Source: Frontiers in Earth Science Type: Hazard Modelling Geohazard Type: Earthquakes Relevance: 6/10

Core Problem: Seismic risk in southwestern Saudi Arabia remains difficult to constrain because source spectra, attenuation, and local site amplification have not been jointly resolved at regional scale.

Key Innovation: Spectral inversion of P- and S-wave records separates source, path, and site terms and delivers attenuation and stress-drop estimates that sharpen seismic-hazard interpretation for the southwestern Arabian Shield.

25. Research on an intelligent optimization algorithm for P-wave azimuth determination at single stations in high-speed rail earthquake early warning systems

Source: Soil Dyn. & Earthquake Eng. Type: Early Warning Geohazard Type: Earthquake early warning Relevance: 6/10

Core Problem: Single-station azimuth estimation in high-speed rail earthquake early warning must be both rapid and robust, but conventional PCA-based methods remain error-prone in noisy settings.

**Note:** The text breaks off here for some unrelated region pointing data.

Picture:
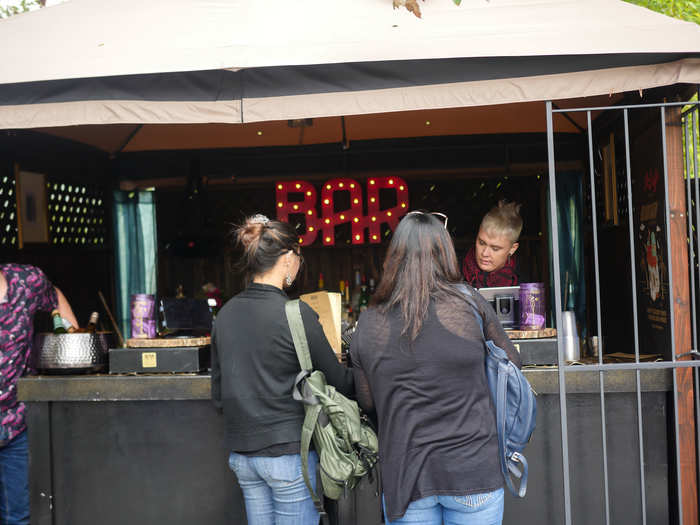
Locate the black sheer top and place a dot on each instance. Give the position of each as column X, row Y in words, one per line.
column 437, row 431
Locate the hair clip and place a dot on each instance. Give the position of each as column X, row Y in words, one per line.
column 259, row 219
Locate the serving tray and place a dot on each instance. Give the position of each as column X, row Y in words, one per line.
column 173, row 342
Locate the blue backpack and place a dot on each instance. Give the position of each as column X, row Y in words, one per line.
column 516, row 408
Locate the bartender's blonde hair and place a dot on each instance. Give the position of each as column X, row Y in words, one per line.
column 504, row 219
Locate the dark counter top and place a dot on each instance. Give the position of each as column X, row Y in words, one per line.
column 105, row 387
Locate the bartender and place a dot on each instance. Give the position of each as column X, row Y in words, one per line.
column 24, row 290
column 491, row 261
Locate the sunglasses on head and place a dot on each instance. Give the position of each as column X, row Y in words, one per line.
column 437, row 214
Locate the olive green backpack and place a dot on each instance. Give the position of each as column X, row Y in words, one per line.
column 344, row 441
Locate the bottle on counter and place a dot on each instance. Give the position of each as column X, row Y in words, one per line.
column 347, row 304
column 355, row 301
column 91, row 327
column 364, row 295
column 345, row 308
column 58, row 326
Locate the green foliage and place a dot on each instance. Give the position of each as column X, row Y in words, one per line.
column 21, row 7
column 688, row 10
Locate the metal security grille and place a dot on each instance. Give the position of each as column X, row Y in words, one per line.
column 691, row 135
column 8, row 212
column 76, row 215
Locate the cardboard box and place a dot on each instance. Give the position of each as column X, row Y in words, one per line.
column 328, row 307
column 158, row 360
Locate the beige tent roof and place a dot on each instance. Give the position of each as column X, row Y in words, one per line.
column 229, row 62
column 85, row 39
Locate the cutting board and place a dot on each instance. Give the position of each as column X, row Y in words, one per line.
column 167, row 343
column 532, row 334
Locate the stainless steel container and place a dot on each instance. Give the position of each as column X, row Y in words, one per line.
column 71, row 352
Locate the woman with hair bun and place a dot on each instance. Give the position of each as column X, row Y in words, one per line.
column 491, row 261
column 254, row 364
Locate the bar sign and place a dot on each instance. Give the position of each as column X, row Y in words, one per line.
column 149, row 360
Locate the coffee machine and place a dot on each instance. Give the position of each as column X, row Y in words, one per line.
column 505, row 301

Key Innovation: A hybrid CNN-LSTM-attention model built on physically optimized P-wave inputs sharply reduces azimuth error and shows that learning-based single-station inference can satisfy high-speed-rail latency constraints.

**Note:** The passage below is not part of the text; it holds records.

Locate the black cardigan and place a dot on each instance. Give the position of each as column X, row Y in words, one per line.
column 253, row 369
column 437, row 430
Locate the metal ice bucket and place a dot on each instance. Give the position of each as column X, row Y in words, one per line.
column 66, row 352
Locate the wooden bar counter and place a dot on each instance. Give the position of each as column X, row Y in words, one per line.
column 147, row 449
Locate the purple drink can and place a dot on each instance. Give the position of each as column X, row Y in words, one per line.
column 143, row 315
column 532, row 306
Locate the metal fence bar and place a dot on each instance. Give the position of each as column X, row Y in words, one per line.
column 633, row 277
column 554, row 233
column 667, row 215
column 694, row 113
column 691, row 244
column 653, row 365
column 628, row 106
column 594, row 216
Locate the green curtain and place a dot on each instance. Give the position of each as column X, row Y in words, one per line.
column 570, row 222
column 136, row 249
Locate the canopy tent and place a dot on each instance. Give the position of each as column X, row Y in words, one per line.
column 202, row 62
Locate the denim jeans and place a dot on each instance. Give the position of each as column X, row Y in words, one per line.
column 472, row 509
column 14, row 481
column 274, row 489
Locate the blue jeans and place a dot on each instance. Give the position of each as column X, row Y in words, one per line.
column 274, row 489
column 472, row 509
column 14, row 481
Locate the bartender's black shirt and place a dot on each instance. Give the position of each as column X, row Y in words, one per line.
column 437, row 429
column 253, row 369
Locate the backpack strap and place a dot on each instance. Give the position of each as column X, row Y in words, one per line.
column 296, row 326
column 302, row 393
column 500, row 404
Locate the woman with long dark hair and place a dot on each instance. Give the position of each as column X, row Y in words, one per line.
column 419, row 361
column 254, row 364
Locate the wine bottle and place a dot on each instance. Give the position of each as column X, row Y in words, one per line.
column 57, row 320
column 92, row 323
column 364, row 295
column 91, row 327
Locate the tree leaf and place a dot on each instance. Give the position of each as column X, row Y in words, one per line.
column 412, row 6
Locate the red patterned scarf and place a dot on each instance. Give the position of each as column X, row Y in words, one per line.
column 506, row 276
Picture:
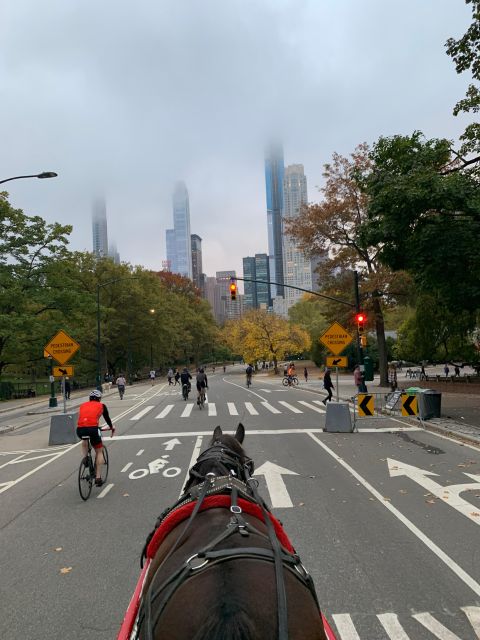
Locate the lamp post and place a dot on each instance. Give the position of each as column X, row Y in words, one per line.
column 45, row 174
column 99, row 285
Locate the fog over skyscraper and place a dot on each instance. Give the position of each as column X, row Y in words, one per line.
column 99, row 228
column 274, row 173
column 178, row 241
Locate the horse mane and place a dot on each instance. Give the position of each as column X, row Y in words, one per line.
column 231, row 623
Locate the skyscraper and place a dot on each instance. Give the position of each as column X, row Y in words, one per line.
column 178, row 241
column 297, row 266
column 274, row 174
column 99, row 228
column 196, row 243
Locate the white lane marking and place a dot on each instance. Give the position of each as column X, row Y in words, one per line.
column 311, row 406
column 232, row 408
column 187, row 411
column 271, row 408
column 345, row 627
column 437, row 628
column 105, row 491
column 290, row 406
column 451, row 564
column 251, row 409
column 141, row 413
column 193, row 459
column 164, row 412
column 392, row 626
column 276, row 487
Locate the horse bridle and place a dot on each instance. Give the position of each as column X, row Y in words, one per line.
column 238, row 481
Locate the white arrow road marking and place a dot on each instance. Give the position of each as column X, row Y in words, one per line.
column 251, row 409
column 164, row 412
column 392, row 626
column 187, row 411
column 275, row 485
column 171, row 443
column 271, row 408
column 141, row 413
column 449, row 494
column 290, row 406
column 345, row 627
column 311, row 406
column 232, row 408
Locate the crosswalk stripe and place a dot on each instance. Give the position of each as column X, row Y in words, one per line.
column 268, row 406
column 232, row 409
column 164, row 412
column 187, row 411
column 311, row 406
column 251, row 409
column 141, row 413
column 290, row 406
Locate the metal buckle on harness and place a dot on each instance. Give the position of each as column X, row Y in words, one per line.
column 190, row 562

26. An investigation of resilient community recovery and potential future risks in the long-term development period after major disasters: a case study from China

Source: Natural Hazards Type: Resilience Geohazard Type: Post-disaster recovery Relevance: 5/10

Core Problem: Long-term disaster recovery decisions often force trade-offs between physical safety, economic revitalization, social continuity, and future hazard exposure, but comparative evidence remains limited.

Key Innovation: Fifteen-year comparison of relocation and in-situ reconstruction after the Wenchuan earthquake shows that each recovery mode creates distinct resilience strengths and predictable long-term risk profiles.